İlk zamanlarda gelmiş geçmiş bulunan gençlerin maceralarının aslı nedir? O gençlerin çok şaşılacak hâdiseleri vardır!

Rasûlullah -aleyhisselâm- konuşmak için yüksek bir yere çıkınca, herkes tamamen O’na yöneldi.
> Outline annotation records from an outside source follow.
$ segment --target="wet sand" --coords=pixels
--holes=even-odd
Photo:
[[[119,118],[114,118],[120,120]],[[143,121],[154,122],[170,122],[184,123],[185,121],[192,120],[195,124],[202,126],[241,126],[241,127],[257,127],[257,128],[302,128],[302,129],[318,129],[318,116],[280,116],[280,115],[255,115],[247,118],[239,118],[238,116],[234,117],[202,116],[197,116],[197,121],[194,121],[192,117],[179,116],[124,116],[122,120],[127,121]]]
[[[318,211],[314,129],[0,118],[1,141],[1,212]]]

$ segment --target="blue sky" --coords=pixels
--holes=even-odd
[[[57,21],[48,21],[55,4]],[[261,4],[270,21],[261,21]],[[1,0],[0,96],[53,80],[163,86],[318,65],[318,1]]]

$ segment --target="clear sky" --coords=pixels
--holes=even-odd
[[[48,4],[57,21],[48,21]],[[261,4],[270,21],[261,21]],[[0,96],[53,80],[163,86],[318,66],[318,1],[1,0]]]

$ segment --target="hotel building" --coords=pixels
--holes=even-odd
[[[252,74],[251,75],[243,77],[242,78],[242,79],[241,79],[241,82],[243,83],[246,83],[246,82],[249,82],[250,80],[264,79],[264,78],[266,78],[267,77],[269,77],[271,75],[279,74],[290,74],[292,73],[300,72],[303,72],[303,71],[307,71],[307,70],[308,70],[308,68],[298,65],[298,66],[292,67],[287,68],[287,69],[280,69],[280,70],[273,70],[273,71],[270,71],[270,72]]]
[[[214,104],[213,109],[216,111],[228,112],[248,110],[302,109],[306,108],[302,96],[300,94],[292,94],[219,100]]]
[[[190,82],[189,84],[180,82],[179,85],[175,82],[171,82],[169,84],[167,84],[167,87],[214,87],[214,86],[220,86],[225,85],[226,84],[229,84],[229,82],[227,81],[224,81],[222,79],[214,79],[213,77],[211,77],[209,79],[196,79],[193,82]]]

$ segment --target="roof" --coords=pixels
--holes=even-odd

Kimseden çıt çıkmıyordu:

“–Birinci sorunuz; «Ashâb-ı Kehf» yani «mağarada uyuyan gençler» olup, onların maceraları ve şaşılacak hâdiseleri şöyledir!”
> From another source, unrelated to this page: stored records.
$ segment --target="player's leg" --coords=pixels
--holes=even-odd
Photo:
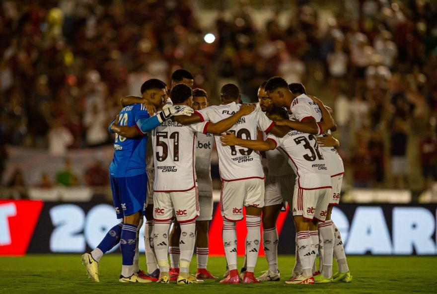
[[[297,254],[302,268],[302,274],[287,281],[287,284],[314,284],[311,271],[312,257],[309,235],[310,223],[314,218],[316,200],[313,191],[300,188],[294,189],[293,197],[293,219],[297,235]]]
[[[213,193],[202,192],[199,194],[200,215],[196,220],[196,247],[197,254],[197,273],[196,277],[202,280],[218,279],[211,275],[207,265],[209,255],[208,227],[213,218]]]
[[[159,268],[157,283],[170,282],[168,259],[168,230],[173,219],[173,205],[169,193],[154,192],[153,195],[153,248]]]
[[[176,281],[179,274],[179,260],[181,250],[179,248],[179,239],[181,237],[181,226],[177,221],[173,222],[173,228],[170,232],[168,253],[170,255],[170,281]]]
[[[190,274],[190,264],[196,242],[196,219],[199,215],[197,188],[186,192],[172,192],[170,193],[170,197],[181,231],[179,242],[181,254],[178,267],[180,270],[177,283],[203,283],[203,280],[197,280],[194,276]]]
[[[240,283],[237,269],[237,232],[235,228],[236,221],[243,218],[243,202],[245,189],[242,182],[223,181],[221,184],[220,210],[223,218],[222,236],[229,274],[220,283]]]
[[[245,180],[246,193],[243,205],[246,207],[246,256],[247,266],[243,283],[257,283],[254,272],[258,259],[261,240],[261,215],[264,206],[264,182],[260,179]]]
Peygamberimiz -aleyhisselâm-;
bütün her şeyleri ile kendisine dikkat kesilmiş olan bu kalabalığa, Kehf Sûresi’ni okumaya başladı. (Bkz. el-Kehf, 18/1-26)

İlk defa bu kadar kalabalık topluluk bir araya gelmiş ve yine ilk defa bu kadar ciddiyetle dinliyorlardı.

Şaşkınlık şoku yaşayan müşrik liderler, hiç zaman kaybetmeden hemen ikinci soruya geçtiler:

–İkinci sorumuz şuydu:

Yeryüzünü, doğularına ve batılarına varıncaya kadar gezip dolaşan adamın haberini ver bize!

Rasûlullah -aleyhisselâm-, artan bir merak ile kendisine bakan müşrik liderlerine ve halka döndü:

“–İkinci sorunuz; «Zülkarneyn -aleyhisselâm-» ile ilgili olup, hikâyesi şöyledir!”

Peygamberimiz -aleyhisselâm-; yine aynı kalabalığa, yine Kehf Sûresi’nden Hazret-i Zülkarneyn ile ilgili bölümü okudu. (Bkz. el-Kehf, 18/83-93)

Yine herkes çıt çıkarmadan dinlemişti.

Ciddî bir yenilgi ve korkunç bir hüsran içine düşen müşrik liderler, çaresiz üçüncü soruya geçti:

–Üçüncü sorumuz şuydu;

«Ruh nedir, nasıl bir şeydir?»

Rasûlullah -aleyhisselâm-; bu soruya bir âyet-i kerîme ile çok kısa bir cevap verdi. (Bkz. el-İsrâ, 17/85)

Sonra da yükselen bir ses tonuyla şöyle buyurdu:

“–Sorduğunuz soruların cevapları, bana böyle vahyedildi!”

Peygamberimiz -aleyhisselâm-’ın cevapları müslümanları son derece sevindirirken, müşrikler korkunç bir hezimet yaşıyorlardı. 15 günden beri ölçüsüzce atıp tutan hâinler, şimdi sus pus olmuşlardı.

Şimdi biraz da;

«Vahiy neden bu kadar gecikti?» sorusunun cevabını arayalım! Aslında aranacak bir şey yok ortada. Çünkü kaynaklarımız ve özellikle de tefsir kitaplarımız bu konuda oldukça geniş malûmat vermektedir.4

Peygamberimiz -aleyhisselâm-, müşriklere;

“Yarın size cevap vereceğim!” derken, «İnşâallah» ifadesini kullanmamıştı. Bunda bir kasıt yoktu, ama yine de bir istisnâda bulunmamış ve; «İnşâallah» yani; «Allah dilerse» dememişti.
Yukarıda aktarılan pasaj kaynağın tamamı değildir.